Most recently, the TA Center has received data from the Florida Department of Juvenile Justice (DJJ). Over the next several months, the TA Center will determine how many individuals in the juvenile justice system have previously
been enrolled in Medicaid or otherwise engaged with the publicly funded mental health system, and how many have been previously arrested. To conduct this analysis, the first of its kind ever done in Florida, the TA Center will be comparing DJJ data with information from three state agencies: The Department of Children and Families, which oversees mental health services; the Agency for Health Care Administration, which oversees Medicaid; and the Florida Department of Law Enforcement (FDLE).
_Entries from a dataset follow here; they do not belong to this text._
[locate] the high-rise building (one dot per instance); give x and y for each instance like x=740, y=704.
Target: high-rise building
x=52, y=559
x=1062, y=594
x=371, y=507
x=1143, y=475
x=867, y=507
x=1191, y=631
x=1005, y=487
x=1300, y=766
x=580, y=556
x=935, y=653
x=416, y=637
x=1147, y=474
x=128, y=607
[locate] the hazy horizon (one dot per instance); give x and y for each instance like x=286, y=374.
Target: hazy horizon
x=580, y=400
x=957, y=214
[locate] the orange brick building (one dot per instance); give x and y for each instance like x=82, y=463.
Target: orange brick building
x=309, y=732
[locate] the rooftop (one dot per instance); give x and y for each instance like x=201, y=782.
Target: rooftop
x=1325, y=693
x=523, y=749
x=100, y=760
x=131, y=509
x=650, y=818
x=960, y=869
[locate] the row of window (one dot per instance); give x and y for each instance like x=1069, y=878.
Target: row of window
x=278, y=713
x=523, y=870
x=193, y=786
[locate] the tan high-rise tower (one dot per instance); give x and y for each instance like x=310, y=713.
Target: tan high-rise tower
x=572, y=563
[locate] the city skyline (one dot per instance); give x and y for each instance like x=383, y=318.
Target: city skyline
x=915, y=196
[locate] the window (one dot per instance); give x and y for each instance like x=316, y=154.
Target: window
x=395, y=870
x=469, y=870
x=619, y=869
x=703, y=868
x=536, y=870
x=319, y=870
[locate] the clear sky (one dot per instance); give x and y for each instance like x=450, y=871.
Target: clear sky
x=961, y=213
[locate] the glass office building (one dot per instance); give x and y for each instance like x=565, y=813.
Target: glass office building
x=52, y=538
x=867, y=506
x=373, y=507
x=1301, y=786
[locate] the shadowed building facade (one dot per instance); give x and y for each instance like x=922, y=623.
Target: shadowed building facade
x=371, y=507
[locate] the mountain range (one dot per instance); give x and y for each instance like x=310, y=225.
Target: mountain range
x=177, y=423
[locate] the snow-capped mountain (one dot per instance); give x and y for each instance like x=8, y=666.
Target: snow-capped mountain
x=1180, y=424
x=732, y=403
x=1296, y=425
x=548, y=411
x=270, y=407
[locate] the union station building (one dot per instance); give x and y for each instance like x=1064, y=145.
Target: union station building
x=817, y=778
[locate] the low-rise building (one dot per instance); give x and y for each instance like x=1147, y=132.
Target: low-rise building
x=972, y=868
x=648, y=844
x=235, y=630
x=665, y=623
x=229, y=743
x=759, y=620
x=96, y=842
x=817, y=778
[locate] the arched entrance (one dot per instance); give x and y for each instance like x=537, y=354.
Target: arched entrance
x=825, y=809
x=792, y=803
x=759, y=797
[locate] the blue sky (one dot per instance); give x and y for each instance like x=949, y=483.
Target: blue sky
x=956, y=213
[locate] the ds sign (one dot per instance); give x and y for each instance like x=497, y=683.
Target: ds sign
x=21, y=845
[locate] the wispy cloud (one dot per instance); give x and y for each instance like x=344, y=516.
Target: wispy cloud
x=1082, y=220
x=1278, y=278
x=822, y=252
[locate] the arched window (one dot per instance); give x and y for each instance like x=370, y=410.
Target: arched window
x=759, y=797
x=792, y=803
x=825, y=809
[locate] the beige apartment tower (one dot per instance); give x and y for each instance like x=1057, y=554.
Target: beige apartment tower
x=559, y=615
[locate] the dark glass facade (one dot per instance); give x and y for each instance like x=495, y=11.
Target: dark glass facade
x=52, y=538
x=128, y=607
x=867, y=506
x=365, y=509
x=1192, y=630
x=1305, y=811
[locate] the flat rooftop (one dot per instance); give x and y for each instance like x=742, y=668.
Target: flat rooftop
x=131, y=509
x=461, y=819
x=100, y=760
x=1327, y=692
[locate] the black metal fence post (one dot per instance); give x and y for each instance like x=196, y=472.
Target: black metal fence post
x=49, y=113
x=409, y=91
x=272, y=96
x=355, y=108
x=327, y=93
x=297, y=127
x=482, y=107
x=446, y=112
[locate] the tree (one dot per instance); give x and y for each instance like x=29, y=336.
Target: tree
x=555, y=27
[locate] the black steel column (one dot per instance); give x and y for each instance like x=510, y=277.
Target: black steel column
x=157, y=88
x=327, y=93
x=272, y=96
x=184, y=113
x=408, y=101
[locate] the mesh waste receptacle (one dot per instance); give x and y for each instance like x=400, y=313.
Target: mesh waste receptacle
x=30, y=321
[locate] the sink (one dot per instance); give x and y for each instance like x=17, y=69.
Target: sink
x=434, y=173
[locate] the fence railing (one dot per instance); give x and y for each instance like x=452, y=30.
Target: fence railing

The TA Center has already conducted a similar data match with adult criminal justice data, comparing mental health and arrest information from FDLE. Results from this match are available for all 67 counties across Florida and accessible online here. The TA Center conducted this activity as a part of its role as a technical assistance provider for Florida’s Criminal Justice, Mental Health and Substance Abuse Reinvestment Grant program; this grant program has offered funding to counties to support jail diversion initiatives throughout the state.
In the future, the TA Center will also be comparing the DJJ data with records from the jail system to determine how many juveniles with mental illnesses involved in the juvenile justice system, particularly those who are high risk, ultimately enter the adult system. This analysis will yield important information about the impacts of efforts intended to reduce recidivism among juvenile offenders.